Who's In It: Isabelle Huppert, Christopher Lambert, Isaach De Bankole, Nicolas Duvauchelle, William Nadylam, Michel Subor
The Basics: In an unnamed African country deep in the throes of civil war, with child soldiers running around machete-and-pistol threatening everybody, the lone holdouts are a French woman (Isabelle Huppert) and her family. They are the "white material" the rebel radio DJs in the country taunt with deadlines and death threats. But she's determined to stay put on their run-down coffee plantation for harvest season even after all the other ex-pats have run. It's her right, after all, being a landowner propped up for two generations by the colonialist legacy of the country. And so even when everyone she knows is being killed, she hangs on....
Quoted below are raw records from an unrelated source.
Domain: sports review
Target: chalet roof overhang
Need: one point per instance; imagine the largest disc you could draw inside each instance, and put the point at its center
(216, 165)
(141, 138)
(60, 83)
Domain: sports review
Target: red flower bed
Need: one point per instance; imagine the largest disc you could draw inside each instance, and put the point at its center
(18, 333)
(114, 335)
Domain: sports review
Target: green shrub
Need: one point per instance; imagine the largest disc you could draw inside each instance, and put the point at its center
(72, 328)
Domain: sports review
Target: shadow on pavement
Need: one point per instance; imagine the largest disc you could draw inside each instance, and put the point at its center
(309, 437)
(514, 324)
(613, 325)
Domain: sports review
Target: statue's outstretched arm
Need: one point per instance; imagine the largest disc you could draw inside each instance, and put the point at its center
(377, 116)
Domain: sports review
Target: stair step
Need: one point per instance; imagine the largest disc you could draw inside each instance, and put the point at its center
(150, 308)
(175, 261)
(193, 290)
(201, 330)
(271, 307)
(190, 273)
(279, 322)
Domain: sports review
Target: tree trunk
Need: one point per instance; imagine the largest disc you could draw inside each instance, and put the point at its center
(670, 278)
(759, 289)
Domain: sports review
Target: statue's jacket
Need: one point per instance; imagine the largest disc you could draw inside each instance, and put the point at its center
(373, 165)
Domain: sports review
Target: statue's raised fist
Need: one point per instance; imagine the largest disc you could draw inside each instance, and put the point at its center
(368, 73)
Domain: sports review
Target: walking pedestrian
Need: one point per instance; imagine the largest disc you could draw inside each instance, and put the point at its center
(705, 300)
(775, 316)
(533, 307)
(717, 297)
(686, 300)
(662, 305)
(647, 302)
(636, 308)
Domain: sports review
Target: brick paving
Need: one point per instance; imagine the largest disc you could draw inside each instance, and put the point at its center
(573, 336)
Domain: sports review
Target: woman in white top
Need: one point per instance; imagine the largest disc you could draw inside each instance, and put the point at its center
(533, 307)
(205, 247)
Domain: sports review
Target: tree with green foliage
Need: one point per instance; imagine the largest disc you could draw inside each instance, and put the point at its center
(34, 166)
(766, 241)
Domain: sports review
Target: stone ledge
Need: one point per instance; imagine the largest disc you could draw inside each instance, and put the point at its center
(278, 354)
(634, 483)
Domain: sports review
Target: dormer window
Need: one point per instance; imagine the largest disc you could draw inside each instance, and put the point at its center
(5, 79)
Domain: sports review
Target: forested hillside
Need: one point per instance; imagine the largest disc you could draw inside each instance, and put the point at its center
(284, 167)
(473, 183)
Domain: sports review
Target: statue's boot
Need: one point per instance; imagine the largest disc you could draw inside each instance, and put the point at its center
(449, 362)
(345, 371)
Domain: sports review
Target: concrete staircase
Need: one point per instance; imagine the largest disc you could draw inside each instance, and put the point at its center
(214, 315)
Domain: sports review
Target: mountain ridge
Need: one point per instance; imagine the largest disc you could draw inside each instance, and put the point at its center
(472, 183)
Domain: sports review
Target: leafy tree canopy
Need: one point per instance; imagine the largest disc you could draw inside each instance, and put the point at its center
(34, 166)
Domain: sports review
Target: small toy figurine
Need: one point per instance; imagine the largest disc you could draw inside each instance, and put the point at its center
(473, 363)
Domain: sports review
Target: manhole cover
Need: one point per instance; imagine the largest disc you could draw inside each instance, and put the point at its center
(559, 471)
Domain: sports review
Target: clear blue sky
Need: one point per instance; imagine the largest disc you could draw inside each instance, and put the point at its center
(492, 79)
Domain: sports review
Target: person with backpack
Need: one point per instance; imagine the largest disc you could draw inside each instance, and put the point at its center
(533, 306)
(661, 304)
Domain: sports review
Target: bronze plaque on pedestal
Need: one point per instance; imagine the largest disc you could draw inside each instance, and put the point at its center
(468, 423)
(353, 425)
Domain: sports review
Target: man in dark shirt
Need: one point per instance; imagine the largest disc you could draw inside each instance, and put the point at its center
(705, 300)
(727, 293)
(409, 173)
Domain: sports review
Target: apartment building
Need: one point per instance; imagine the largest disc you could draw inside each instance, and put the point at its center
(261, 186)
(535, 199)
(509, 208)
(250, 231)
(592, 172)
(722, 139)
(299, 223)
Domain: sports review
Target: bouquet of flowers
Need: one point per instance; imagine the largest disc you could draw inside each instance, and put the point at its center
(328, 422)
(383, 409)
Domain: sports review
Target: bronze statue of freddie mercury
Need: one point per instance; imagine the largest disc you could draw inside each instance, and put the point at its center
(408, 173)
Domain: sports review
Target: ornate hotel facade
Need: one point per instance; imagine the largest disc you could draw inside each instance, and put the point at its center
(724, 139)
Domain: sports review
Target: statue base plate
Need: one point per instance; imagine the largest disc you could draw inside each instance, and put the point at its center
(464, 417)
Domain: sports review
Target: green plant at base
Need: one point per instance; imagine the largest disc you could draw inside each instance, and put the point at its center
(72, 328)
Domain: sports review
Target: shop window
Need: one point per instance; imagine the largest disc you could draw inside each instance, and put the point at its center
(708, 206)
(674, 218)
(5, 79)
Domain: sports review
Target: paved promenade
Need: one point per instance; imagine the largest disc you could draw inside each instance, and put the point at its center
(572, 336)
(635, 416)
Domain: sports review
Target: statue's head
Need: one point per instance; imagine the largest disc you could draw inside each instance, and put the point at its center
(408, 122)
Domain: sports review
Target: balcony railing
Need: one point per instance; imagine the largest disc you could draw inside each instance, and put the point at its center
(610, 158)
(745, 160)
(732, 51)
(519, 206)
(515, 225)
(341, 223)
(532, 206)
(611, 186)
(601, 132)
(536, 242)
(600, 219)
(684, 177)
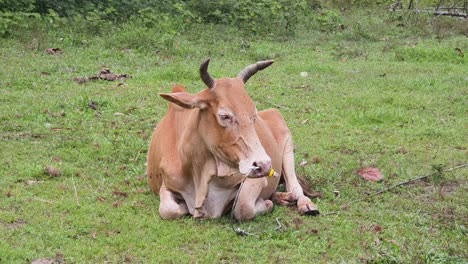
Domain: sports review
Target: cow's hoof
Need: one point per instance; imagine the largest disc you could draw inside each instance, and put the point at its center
(312, 212)
(306, 207)
(284, 198)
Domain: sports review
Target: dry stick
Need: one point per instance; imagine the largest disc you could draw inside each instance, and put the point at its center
(416, 179)
(401, 184)
(76, 192)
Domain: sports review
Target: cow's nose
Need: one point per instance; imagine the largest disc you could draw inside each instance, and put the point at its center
(261, 168)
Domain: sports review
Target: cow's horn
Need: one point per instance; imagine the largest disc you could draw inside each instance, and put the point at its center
(250, 70)
(206, 77)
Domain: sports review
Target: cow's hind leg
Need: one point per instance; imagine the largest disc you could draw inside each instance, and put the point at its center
(169, 207)
(295, 192)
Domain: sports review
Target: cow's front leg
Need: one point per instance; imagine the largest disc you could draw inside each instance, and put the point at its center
(202, 182)
(169, 208)
(249, 204)
(295, 192)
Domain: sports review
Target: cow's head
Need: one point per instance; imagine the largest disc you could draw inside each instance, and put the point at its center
(227, 120)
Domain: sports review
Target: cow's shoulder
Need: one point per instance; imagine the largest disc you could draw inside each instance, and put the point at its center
(177, 88)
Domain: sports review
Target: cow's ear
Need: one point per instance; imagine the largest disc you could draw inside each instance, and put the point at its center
(185, 100)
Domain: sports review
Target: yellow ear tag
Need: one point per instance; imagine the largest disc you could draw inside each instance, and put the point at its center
(272, 172)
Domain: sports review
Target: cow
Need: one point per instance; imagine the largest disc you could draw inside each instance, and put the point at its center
(213, 148)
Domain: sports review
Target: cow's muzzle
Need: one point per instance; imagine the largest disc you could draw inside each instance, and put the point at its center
(260, 169)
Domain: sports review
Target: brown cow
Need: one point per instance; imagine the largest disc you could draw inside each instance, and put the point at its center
(208, 142)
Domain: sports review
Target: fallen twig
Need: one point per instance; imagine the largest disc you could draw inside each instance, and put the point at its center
(417, 179)
(280, 226)
(400, 184)
(76, 192)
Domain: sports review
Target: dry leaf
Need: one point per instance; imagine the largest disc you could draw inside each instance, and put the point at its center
(92, 105)
(52, 171)
(377, 228)
(43, 261)
(81, 79)
(370, 174)
(53, 51)
(119, 193)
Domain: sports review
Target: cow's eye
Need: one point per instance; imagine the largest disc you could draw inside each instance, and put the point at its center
(225, 118)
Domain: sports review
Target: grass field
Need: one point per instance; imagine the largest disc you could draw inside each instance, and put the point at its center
(72, 160)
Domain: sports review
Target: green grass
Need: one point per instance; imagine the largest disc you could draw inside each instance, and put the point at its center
(396, 102)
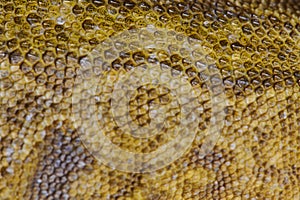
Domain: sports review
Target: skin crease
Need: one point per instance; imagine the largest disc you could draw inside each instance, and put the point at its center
(253, 44)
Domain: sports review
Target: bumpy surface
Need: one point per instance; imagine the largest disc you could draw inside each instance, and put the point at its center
(254, 45)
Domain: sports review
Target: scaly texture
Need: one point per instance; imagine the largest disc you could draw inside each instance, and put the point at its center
(255, 46)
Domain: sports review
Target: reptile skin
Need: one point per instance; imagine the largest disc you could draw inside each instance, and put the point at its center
(253, 44)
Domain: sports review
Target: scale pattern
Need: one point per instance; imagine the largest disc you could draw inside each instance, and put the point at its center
(253, 43)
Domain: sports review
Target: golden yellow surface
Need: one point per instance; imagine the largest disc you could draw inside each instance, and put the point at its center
(255, 45)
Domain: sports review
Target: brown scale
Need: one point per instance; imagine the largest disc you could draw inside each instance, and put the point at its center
(255, 46)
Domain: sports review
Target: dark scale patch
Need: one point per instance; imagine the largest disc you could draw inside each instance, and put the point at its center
(63, 157)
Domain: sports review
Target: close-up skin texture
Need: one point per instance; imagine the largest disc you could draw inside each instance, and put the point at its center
(249, 58)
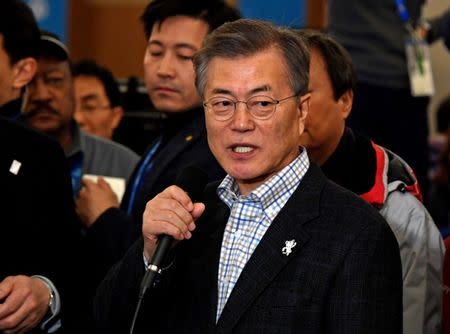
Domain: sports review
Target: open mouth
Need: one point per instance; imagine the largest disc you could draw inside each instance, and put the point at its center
(242, 149)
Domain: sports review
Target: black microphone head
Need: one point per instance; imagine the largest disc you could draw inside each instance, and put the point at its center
(192, 180)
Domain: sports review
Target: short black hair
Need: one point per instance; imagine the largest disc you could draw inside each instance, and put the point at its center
(213, 12)
(19, 30)
(89, 67)
(338, 61)
(443, 115)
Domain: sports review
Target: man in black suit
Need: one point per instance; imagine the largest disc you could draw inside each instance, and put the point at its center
(175, 30)
(38, 223)
(275, 247)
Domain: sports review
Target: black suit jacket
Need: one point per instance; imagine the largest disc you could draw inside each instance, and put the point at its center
(343, 276)
(115, 231)
(39, 228)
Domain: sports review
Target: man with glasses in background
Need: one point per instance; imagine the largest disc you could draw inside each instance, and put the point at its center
(98, 110)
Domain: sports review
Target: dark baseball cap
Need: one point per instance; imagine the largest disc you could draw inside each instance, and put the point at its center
(51, 45)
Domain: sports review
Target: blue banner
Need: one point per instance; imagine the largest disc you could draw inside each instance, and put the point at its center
(288, 13)
(51, 15)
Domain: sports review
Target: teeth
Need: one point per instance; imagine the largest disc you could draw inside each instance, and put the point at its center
(242, 149)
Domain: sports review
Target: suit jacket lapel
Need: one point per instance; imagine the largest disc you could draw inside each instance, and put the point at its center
(268, 258)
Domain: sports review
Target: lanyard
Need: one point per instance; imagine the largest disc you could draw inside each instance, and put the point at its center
(402, 10)
(75, 173)
(144, 169)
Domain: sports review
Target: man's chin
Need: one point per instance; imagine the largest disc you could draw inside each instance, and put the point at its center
(44, 125)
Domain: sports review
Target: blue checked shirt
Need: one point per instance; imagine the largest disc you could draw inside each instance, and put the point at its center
(249, 220)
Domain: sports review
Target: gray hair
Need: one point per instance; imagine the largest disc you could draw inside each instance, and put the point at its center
(246, 37)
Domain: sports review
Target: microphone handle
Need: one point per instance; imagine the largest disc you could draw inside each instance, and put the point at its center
(154, 266)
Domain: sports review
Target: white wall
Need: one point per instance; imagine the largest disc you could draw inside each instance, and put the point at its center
(440, 62)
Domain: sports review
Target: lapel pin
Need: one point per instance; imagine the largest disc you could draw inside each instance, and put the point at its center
(15, 167)
(287, 249)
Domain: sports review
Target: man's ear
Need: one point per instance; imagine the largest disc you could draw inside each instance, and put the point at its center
(303, 107)
(23, 72)
(346, 103)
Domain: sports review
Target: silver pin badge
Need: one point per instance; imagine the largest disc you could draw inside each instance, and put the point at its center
(289, 244)
(15, 167)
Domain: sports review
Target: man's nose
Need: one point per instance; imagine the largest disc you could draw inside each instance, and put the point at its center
(39, 90)
(242, 120)
(166, 66)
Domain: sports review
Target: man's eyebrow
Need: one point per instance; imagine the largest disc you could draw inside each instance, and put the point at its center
(89, 97)
(221, 91)
(263, 88)
(177, 45)
(260, 89)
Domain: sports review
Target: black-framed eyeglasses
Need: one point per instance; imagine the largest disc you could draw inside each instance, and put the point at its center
(259, 106)
(90, 108)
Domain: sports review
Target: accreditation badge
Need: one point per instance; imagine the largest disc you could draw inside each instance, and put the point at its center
(419, 67)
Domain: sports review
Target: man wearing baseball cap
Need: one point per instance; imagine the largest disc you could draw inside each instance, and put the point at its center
(50, 109)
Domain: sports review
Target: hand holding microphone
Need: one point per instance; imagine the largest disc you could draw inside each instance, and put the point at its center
(171, 215)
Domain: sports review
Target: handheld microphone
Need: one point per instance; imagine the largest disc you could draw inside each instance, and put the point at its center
(193, 181)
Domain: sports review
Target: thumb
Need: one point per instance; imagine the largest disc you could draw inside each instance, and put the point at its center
(103, 183)
(5, 288)
(198, 210)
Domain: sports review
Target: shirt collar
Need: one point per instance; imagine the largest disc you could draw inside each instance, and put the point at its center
(75, 148)
(273, 193)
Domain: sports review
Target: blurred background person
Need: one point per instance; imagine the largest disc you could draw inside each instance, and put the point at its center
(98, 109)
(39, 226)
(50, 108)
(378, 176)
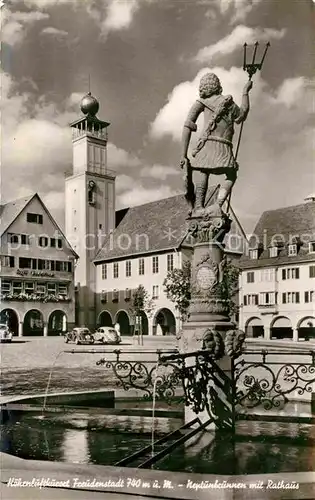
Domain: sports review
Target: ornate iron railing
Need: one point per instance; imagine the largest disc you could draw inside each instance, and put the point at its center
(268, 378)
(165, 379)
(252, 379)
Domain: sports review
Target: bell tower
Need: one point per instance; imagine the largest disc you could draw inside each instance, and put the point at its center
(90, 203)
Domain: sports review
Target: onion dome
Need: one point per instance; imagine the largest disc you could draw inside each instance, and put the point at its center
(89, 105)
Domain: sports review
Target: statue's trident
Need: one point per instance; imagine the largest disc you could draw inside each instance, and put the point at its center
(251, 69)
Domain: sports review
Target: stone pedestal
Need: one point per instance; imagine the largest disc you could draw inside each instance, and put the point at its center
(209, 328)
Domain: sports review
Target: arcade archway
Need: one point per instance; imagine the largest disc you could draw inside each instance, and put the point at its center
(164, 323)
(57, 323)
(105, 319)
(254, 328)
(281, 328)
(33, 323)
(124, 322)
(10, 318)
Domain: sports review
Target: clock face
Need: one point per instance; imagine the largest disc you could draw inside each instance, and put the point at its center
(205, 277)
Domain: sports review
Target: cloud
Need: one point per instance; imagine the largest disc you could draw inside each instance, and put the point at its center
(50, 30)
(15, 24)
(236, 39)
(140, 194)
(160, 172)
(276, 144)
(118, 158)
(120, 14)
(291, 91)
(236, 10)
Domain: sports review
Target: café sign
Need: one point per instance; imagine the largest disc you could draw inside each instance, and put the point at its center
(41, 274)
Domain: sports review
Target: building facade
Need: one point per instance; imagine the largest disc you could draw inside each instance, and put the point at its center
(277, 282)
(149, 241)
(37, 270)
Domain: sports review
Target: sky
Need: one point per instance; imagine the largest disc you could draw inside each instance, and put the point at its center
(144, 60)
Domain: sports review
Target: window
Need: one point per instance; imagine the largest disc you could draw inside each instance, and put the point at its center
(267, 275)
(5, 286)
(291, 273)
(43, 241)
(170, 262)
(17, 286)
(268, 298)
(292, 250)
(251, 277)
(253, 254)
(309, 296)
(104, 271)
(25, 263)
(62, 289)
(251, 300)
(29, 287)
(7, 261)
(291, 298)
(51, 288)
(155, 264)
(128, 268)
(141, 266)
(25, 239)
(41, 288)
(116, 270)
(13, 238)
(273, 252)
(34, 218)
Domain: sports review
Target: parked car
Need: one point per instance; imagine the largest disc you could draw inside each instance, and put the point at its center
(5, 333)
(107, 335)
(79, 336)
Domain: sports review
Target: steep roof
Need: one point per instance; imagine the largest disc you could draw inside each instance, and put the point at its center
(153, 227)
(9, 211)
(285, 225)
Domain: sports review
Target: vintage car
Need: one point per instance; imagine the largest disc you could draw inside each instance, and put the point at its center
(5, 333)
(107, 335)
(79, 336)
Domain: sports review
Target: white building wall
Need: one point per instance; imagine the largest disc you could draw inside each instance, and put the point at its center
(268, 314)
(148, 280)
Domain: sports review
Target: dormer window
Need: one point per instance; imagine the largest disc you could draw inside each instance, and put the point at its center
(273, 251)
(292, 249)
(311, 248)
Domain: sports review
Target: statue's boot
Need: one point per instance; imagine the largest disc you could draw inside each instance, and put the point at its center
(214, 210)
(199, 209)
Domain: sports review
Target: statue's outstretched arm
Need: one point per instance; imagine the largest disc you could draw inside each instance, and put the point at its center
(189, 127)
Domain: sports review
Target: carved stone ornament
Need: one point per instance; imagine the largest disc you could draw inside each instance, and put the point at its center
(234, 341)
(206, 274)
(209, 228)
(213, 342)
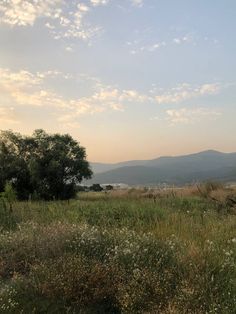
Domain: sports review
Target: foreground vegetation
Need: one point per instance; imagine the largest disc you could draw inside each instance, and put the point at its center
(120, 252)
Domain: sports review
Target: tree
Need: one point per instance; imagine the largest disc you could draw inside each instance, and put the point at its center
(49, 165)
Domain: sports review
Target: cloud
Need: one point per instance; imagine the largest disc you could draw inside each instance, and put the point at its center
(26, 89)
(64, 19)
(99, 2)
(146, 48)
(26, 12)
(190, 116)
(185, 92)
(138, 3)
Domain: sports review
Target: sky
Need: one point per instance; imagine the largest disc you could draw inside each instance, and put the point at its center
(129, 79)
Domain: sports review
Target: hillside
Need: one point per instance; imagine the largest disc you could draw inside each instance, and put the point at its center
(207, 165)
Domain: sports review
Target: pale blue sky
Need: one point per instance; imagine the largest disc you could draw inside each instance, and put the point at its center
(129, 79)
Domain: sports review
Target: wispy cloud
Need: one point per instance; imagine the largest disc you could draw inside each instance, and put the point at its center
(8, 116)
(26, 89)
(63, 19)
(138, 3)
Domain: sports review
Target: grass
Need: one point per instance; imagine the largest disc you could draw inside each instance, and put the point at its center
(120, 252)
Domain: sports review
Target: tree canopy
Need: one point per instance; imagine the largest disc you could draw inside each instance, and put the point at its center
(47, 166)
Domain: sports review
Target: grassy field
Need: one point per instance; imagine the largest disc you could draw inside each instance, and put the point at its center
(121, 252)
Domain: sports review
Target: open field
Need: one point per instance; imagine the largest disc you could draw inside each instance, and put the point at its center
(121, 252)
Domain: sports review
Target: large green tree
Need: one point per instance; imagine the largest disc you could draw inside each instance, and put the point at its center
(47, 165)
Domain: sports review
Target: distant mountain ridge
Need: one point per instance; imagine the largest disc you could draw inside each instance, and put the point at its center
(206, 165)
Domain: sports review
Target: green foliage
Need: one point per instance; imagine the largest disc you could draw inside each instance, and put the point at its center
(96, 188)
(9, 195)
(48, 165)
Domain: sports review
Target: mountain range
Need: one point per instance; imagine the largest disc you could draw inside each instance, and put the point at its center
(206, 165)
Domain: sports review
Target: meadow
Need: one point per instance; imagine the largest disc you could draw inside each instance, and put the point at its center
(134, 251)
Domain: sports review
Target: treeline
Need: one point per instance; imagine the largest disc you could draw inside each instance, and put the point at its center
(42, 166)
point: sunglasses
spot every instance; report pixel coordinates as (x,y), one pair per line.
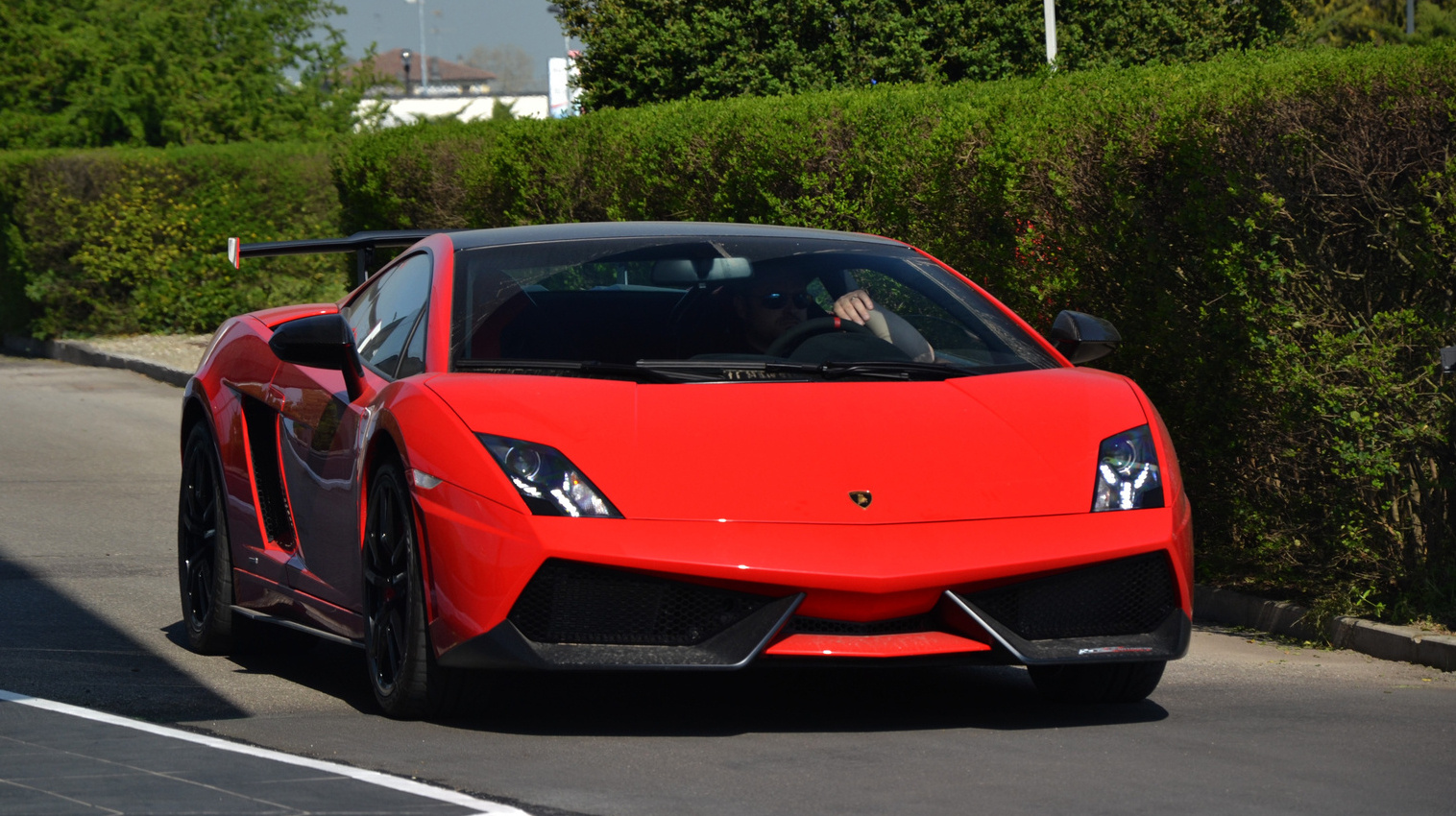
(779,300)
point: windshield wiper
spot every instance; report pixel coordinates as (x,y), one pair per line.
(718,370)
(875,369)
(568,369)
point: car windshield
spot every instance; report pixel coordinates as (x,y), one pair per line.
(724,308)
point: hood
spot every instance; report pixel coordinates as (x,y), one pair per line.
(999,445)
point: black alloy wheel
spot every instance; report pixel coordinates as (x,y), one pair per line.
(1098,683)
(402,669)
(204,562)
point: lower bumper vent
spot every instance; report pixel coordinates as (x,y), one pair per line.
(572,603)
(928,621)
(1114,598)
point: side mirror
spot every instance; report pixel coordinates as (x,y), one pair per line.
(1082,338)
(322,341)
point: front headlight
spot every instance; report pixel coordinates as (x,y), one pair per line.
(546,479)
(1128,474)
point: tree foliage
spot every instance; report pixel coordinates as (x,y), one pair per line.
(1380,22)
(643,51)
(92,73)
(1274,233)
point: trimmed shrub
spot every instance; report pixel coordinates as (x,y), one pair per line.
(1272,231)
(130,240)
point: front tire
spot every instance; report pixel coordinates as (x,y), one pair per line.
(204,561)
(406,681)
(1098,683)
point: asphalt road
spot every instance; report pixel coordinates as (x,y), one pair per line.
(89,610)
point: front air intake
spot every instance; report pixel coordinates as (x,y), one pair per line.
(574,603)
(1114,598)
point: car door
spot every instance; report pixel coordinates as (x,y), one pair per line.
(321,431)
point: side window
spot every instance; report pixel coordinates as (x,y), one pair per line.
(388,316)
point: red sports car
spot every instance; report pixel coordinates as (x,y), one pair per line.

What's The Deal: If you think you're going to get a simple anti-imperialism message from French director Claire Denis, you've got about seven other things coming. Her movies defy expectations all the way down the line, from the way she tells a story to her desire to provoke response. When she observes humanity it's with laboratory precision and she's absolutely unsparing. No one has her allegiance, not even the lost child soldiers on their gleefully furious rampages (unless you consider the scene where they devour looted snack cakes and drugs and all pass out together a sort of "look how innocent they seem while sleeping" moment). Sentimentalists will think Denis is cold-hearted and wonder why she won't even beg a little sympathy for her stunningly iron-willed heroine. But there's a difference between being tough-minded and being cruel; She's just the former rather than the latter.
Questions You'll Walk Away With: What's up with Huppert's character's countless blind spots? Why is her plantation such a dump in disrepair? Does she think she's Isak Dinesen? Scarlett O'Hara? How can she value coffee beans over her own life? Why is she so irrational? And you'll get to construct your own answers to those questions while still feeling grateful to witness Huppert's steely performance as one of the most flawed movie characters in recent history.
Most Chilling Line Of Dialogue, Directed To Huppert, Who Couldn't Care Less That She's Being Overtly Threatened: "Extreme blondness brings bad luck. It cries out to be pillaged. Blue eyes are troublesome..."
See Also: If you're up for a crash course in the films of one of the greatest living filmmakers we have, then go on the hunt for Nenette et Boni, Beau Travail, Trouble Every Day, Friday Night, The Intruder, 35 Shots of Rum and Chocolat (No, not the dopey one with Johnny Depp.)